Name: Semion Mogilevich
Wanted for: Various fraud-related crimes; general supervillainy
Added to the FBI Ten Most Wanted Fugitives List: 2009
The circumstances: In 2011 the FBI apprehended fugitive James “Whitey” Bulger, the alleged Boston mob leader who had been on the bureau’s Ten Most Wanted Fugitives List for 12 years. At the time an FBI press release touted the capture of “a man notorious in Boston and around the world for the very serious crimes he is alleged to have committed.” But as Bulger was being removed from the list, another gangster remained, a fellow whose alleged crimes made Whitey Bulger look like Ray Bolger. Meet Semion Mogilevich, an obese Ukrainian known as the “Brainy Don” who has been called “the most powerful mobster in the world.”
At first look, Mogilevich’s alleged crimes seem fairly banal. He is wanted by the FBI on various fraud charges relating to his involvement with a publicly traded industrial magnet manufacturer called YBM Magnex. Though shares in the company sold for up to $20 on the Toronto Stock Exchange, an investigation revealed that YBM did not actually make magnets, and that the company “was created for the sole purpose of committing securities fraud.” It’s a clever scheme, but hardly unprecedented in the Bernie Madoff era.
But the magnets are allegedly just the tip of the crime-berg. According to the FBI, when he’s not creating sham companies to bilk Canadian investors out of their savings, Mogilevich dabbles in “weapons trafficking, contract murders, extortion, drug trafficking, and prostitution on an international scale.” A 1998 Village Voice profile reported that Mogilevich “controls everything that goes in and out of Moscow’s Sheremetyevo International Airport.” The FBI claims that “through his extensive international criminal network, Mogilevich controls extensive natural gas pipelines in Eastern Europe, and he uses this wealth and power to not only further his criminal enterprises but to influence governments and their economies.” Oh, yes, he’s also said to deal in nuclear materials.

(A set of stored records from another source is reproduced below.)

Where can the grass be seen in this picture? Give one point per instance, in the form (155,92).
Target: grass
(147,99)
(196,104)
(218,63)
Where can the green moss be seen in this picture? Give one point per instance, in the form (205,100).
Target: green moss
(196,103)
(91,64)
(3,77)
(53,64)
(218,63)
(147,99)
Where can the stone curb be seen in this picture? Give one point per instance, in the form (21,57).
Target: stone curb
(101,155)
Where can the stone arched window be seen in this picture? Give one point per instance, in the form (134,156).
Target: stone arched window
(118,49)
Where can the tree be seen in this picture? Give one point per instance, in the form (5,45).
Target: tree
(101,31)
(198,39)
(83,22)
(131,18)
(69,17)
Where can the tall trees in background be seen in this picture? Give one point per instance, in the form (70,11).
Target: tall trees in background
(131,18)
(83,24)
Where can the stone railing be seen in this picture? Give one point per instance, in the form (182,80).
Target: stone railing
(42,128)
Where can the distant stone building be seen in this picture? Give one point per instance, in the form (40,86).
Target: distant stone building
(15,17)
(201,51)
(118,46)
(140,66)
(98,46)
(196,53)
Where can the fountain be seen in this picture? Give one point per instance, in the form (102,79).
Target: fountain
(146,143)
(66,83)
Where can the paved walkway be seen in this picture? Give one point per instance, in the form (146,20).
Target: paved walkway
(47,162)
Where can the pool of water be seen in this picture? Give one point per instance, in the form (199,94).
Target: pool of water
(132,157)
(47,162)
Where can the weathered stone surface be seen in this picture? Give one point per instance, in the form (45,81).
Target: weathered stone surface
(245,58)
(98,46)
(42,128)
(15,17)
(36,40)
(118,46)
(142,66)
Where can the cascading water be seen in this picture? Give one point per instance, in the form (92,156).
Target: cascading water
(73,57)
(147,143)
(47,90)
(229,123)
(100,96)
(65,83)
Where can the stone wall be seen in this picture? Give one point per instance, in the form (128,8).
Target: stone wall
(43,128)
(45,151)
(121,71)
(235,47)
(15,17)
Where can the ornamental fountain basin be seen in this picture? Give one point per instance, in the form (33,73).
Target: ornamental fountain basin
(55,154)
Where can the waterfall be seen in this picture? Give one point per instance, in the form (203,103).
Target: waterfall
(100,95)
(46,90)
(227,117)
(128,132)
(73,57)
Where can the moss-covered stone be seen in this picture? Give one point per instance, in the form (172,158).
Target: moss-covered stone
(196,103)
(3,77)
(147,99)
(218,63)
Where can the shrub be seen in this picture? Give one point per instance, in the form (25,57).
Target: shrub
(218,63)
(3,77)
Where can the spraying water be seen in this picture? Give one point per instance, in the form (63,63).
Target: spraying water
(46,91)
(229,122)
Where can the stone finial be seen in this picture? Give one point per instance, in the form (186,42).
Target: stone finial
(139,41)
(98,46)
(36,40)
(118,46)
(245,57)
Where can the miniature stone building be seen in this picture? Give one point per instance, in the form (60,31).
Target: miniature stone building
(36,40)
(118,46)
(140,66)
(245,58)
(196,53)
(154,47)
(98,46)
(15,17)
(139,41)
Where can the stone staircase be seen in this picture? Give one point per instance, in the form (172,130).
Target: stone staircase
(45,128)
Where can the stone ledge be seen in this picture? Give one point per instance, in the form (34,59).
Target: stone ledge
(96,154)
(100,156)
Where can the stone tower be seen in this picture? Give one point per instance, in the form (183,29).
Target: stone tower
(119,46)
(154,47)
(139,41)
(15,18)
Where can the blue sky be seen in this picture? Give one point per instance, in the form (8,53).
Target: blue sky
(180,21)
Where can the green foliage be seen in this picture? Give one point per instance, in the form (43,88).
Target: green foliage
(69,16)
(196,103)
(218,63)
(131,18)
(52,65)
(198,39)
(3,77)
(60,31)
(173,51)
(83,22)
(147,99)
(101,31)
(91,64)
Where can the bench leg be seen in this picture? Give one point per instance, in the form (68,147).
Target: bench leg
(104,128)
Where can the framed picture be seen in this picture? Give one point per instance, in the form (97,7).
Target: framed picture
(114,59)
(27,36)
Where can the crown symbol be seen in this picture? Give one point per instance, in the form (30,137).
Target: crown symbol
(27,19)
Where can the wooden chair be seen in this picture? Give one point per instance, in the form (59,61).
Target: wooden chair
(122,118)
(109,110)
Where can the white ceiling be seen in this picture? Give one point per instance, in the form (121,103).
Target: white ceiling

His likely whereabouts: This isn’t hard: Mogilevich is in Moscow. The United States can’t touch him there, because Russia doesn’t extradite to the U.S. Russia itself doesn’t seem particularly interested in going after the Brainy Don: although Mogilevich was arrested by the Russian government in 2008 on tax evasion charges, he was released soon thereafter. (Russian authorities justified Mogilevich’s release by saying that the charges against him “are not of a particularly grave nature.”) He lives out in the open, more or less, and is said to be “on good terms” with Vladimir Putin.
Prospects of catching him: Very slim. Mogilevich, allegedly, is a real-life Keyser Söze: a ruthless, fabulously wealthy international crime boss who is shielded from arrest by his money and contacts, with an occasional assist from his right-hand man, Pete Postlethwaite. He’ll only ever be caught if he falls out of favor with the Russian government (it could happen), or if he for some reason decides to leave Russia and travel to a country that extradites fugitives to America. “If Mogilevich travels outside of Russia, we’re hoping someone will turn him in,” the FBI said. Don’t bet on it.
Most Wanted Score: The FBI Ten Most Wanted Fugitives List was made for people like Semion Mogilevich. I’m giving him a 9.5 out of 10.